The ability to contribute to a Roth IRA is eliminated for the high-income earner. According to the IRS (for 2010), you are considered a high-income earner if you make more than $120,000 annually if single, and more than $177,000 if married. The IRS changes the limits for inflation each year.
If single, your contribution of $5,000 (or $6,000 if 50 years old or older) will be reduced as your income increases from $105,000 to $120,000 (for 2010). Once your income is more than $120,000, you are not eligible for a Roth IRA. If married, your contribution of $5,000 (or $6,000 if 50 years old or older) will be reduced as your income increases from $167,000 to $177,000 (for 2010). Once your income is more than $177,000 you are not eligible for a Roth IRA.
For married persons filing separately, the rules are different depending on whether you are living with your spouse or not. If you are married but lived apart from your spouse during the entire year, then the rule for single applies (see above). However, if you are married and lived with your spouse even one day, then the phase out is from zero to $10,000. That means that if your income is more than $10,000 per year, you are not eligible to contribute to a Roth IRA. The IRS implemented this stipulation to prevent married people who do not qualify (as above) from filing separately (when one has little income) to manipulate the rules.
The second way to have a Roth IRA is to have a Roth IRA Conversion.
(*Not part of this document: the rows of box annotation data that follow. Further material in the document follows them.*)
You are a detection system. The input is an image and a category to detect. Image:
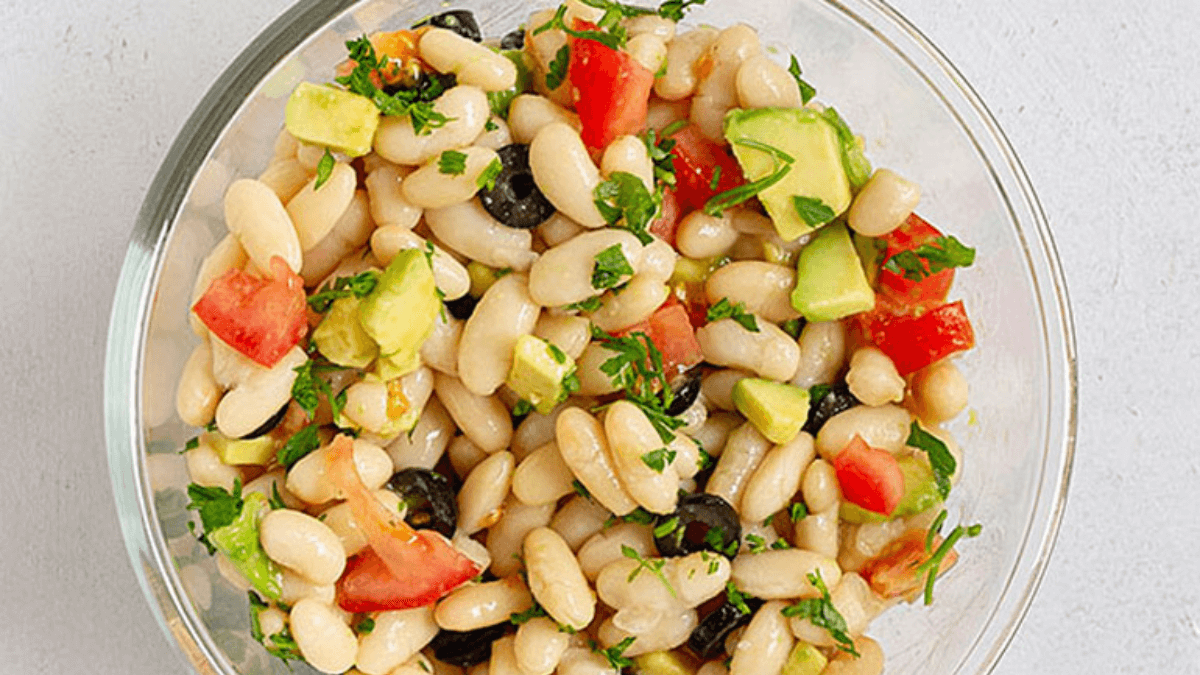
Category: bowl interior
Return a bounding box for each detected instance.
[106,0,1074,674]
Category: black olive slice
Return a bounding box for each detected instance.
[388,468,458,537]
[654,492,742,557]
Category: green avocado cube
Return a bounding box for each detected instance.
[733,377,809,443]
[283,82,379,157]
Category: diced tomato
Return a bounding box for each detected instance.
[853,297,974,375]
[878,214,954,306]
[192,256,308,368]
[833,435,904,515]
[671,124,746,214]
[859,530,959,599]
[325,435,480,613]
[568,20,654,150]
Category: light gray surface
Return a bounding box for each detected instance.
[0,0,1200,675]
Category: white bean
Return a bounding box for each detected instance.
[224,178,304,273]
[529,123,607,228]
[523,527,596,631]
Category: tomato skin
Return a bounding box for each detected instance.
[854,298,974,376]
[878,214,954,306]
[568,20,654,150]
[192,256,308,368]
[833,435,904,515]
[670,124,746,214]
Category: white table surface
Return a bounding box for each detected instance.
[0,0,1200,675]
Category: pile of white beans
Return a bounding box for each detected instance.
[176,1,967,675]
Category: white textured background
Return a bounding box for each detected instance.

This is for those people who already have an IRA. You can convert all or part of your IRA to a Roth IRA; however, by doing so, you are required to pay tax on the amount that is converted.
Once converted, it acts like a regular Roth IRA with the same features described in the previous chapters. If you consider doing a Roth IRA conversion, the conversion must be complete before December 31. The tax is due in the year the conversion is completed. To qualify for the conversion for 2009, your adjusted gross income (AGI), without counting the Roth IRA conversion and RMD from a regular IRA if you are over 70½, has to be less than $100,000. Your AGI is the total of all income less certain adjustments. It is shown on the last line (37) of page one of your Form 1040 tax return. Alternatively, it is on line 21 of page one of Form 1040A.
However, the IRS is allowing everyone to convert his or her IRA into a Roth IRA in the year 2010 without the AGI limit. The best part is that you have two years to pay the tax on this conversion.
What happens if you convert your IRA into a Roth IRA and when you are preparing your income taxes you realize it is costing you too much in tax or you went over the $100,000 adjusted gross income limit? The IRS allows you to reverse the conversion without any tax consequences once per calendar year before the due date of your tax return, plus the maximum six-month extension period (whether or not the return is actually extended). This is called a Roth IRA recharacterization. For example, the deadline to recharacterize a 2010 Roth conversion is October 15, 2011.
By converting, you will be reducing your IRAs, which means, after you turn age 70½, your required minimum distribution would be less.